# Wireless Question



## Brea (May 23, 2007)

How far do residential wireless access usually range? 
I was at a friends last week and was using their wireless. Well when I got home (approx. 3 miles away) I still had a connection. Only one bar short usually. Does he just have a really good set up or is this range normal? 

I'm loving being able to use my Macbook anywhere anyhow. :rock:


----------



## Nevada (Sep 9, 2004)

Normally Wireless G (the most common) is rated for 100 feet. The newer Wireless N is rated at 160 feet. Are you sure you don't have a neighbor who has a wireless LAN?


----------



## Brea (May 23, 2007)

There are neighbors with networks but when I look at my Airport status it tells me I'm still connected to his network. Not the two or three other networks is the area.


----------



## Nevada (Sep 9, 2004)

What's the name of his network?


----------



## Brea (May 23, 2007)

linksys


----------



## Gary in ohio (May 11, 2002)

Your not using a wifi connection from 3 miles. If you didnt reboot when you left your friends you might still see it but it will not work. If it does it not your friends like. The "linksys" is a default SID on linksys routers, its one of your neighbors. You can always call your friend and have them turn on the router and see if you can still access the router, You will since its not your friends router.


----------



## Nevada (Sep 9, 2004)

I agree with Gary, it's a different Linksys router. That's an extremely popular brand.


----------



## Brea (May 23, 2007)

Okay. Thanks for clearing that up for me. I don't have much experience with using wireless. 
I don't think I rebooted when I came home. I think I know one of the neighboring networks and will ask if they mind me using it.


----------



## Nevada (Sep 9, 2004)

Brea said:


> Okay. Thanks for clearing that up for me. I don't have much experience with using wireless.
> I don't think I rebooted when I came home. I think I know one of the neighboring networks and will ask if they mind me using it.

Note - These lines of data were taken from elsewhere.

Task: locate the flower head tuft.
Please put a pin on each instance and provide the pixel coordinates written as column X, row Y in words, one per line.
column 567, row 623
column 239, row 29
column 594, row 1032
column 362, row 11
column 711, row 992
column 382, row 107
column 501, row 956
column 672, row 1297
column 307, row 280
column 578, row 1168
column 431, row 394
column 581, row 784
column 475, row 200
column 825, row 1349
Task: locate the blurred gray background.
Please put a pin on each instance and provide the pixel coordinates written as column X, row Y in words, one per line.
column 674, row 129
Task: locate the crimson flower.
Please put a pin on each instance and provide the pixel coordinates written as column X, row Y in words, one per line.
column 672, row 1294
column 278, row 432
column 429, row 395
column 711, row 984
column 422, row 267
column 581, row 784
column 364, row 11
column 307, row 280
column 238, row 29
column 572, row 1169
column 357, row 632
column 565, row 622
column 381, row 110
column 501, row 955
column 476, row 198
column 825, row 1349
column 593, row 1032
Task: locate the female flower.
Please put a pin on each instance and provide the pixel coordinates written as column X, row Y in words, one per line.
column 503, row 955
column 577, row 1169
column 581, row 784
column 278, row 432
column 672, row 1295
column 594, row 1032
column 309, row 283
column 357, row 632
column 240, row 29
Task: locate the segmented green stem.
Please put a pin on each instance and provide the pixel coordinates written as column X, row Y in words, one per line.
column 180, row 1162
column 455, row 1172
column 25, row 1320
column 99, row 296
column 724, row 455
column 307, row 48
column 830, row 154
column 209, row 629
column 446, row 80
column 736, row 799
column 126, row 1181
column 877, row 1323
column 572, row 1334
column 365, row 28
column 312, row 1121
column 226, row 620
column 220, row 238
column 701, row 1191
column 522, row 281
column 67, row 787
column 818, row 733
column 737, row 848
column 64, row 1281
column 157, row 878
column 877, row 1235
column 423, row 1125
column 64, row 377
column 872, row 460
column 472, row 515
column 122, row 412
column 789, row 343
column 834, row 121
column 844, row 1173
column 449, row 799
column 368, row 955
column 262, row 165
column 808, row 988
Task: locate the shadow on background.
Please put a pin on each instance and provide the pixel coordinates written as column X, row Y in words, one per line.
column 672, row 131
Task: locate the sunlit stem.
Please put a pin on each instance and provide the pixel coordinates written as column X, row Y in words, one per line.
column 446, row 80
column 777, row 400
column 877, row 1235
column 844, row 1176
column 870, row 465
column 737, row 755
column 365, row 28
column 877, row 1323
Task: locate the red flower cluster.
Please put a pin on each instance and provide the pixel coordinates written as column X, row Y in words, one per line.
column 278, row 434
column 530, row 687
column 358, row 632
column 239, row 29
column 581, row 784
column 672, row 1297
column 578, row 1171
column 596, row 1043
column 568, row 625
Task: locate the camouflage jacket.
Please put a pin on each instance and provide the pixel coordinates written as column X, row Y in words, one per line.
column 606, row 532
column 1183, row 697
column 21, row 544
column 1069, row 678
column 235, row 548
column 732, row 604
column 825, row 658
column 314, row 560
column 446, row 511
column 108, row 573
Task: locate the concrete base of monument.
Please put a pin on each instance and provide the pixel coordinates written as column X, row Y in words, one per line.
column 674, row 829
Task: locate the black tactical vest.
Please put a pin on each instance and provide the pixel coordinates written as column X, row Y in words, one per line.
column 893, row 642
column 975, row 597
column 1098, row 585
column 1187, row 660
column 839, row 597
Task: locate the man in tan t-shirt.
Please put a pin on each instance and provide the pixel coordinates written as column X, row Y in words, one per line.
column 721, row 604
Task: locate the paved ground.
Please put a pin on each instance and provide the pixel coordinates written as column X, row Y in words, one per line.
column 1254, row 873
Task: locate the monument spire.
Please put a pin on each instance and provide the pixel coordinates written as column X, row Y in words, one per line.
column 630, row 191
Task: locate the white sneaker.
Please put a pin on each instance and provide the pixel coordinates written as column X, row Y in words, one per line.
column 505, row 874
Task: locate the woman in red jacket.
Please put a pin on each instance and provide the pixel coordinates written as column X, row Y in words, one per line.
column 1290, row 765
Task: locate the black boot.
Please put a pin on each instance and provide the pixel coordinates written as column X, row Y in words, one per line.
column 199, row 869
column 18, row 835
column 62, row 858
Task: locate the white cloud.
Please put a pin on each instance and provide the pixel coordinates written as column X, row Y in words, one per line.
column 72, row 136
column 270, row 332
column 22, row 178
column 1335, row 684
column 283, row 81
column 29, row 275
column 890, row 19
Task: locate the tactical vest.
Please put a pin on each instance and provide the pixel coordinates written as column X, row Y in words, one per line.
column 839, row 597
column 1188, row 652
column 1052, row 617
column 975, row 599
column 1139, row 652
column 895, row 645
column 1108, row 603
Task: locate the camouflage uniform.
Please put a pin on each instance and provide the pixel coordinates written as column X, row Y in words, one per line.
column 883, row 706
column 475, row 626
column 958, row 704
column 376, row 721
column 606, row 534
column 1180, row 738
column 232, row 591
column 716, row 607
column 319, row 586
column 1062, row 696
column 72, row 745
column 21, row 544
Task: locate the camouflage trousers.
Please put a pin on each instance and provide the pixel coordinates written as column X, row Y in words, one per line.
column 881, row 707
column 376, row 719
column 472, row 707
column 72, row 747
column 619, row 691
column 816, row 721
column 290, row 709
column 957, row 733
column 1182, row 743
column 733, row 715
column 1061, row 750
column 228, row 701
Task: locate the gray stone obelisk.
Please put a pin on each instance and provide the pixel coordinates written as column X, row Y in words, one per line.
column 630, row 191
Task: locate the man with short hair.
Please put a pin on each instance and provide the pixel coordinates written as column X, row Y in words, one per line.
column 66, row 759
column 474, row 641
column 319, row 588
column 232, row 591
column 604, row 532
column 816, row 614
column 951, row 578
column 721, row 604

I suspect that he'll never notice, and it might be an irritant for you to bring it up. He may feel violated. I would use, but not abuse.

Of course it sure would be surprise to him for you to knock on his door some day and ask, "Would you mind rebooting your wireless router? It seems to be hung-up."


----------



## Brea (May 23, 2007)

Yeah probably should leave well enough alone. He can be a little spastic.


----------



## Guest (May 11, 2008)

He can access his router (default is by typing http//192.68.0.1) and can see the names of the computers using his router. You probably have a family name or something pretty identifiable as the name of your computer, click "computer" on your start menu and it'll come up something like "Brea laptop" or whatever you named it. Well, whatever you see as the name of your computer, he can see if he ever accesses his router. you can go online and look up the default username and password for various routers, for the one I have here, a "D-Link" brand, the default username is admin and the default password is left blank.


----------



## Nevada (Sep 9, 2004)

zong said:


> He can access his router (default is by typing http//192.68.0.1) and can see the names of the computers using his router.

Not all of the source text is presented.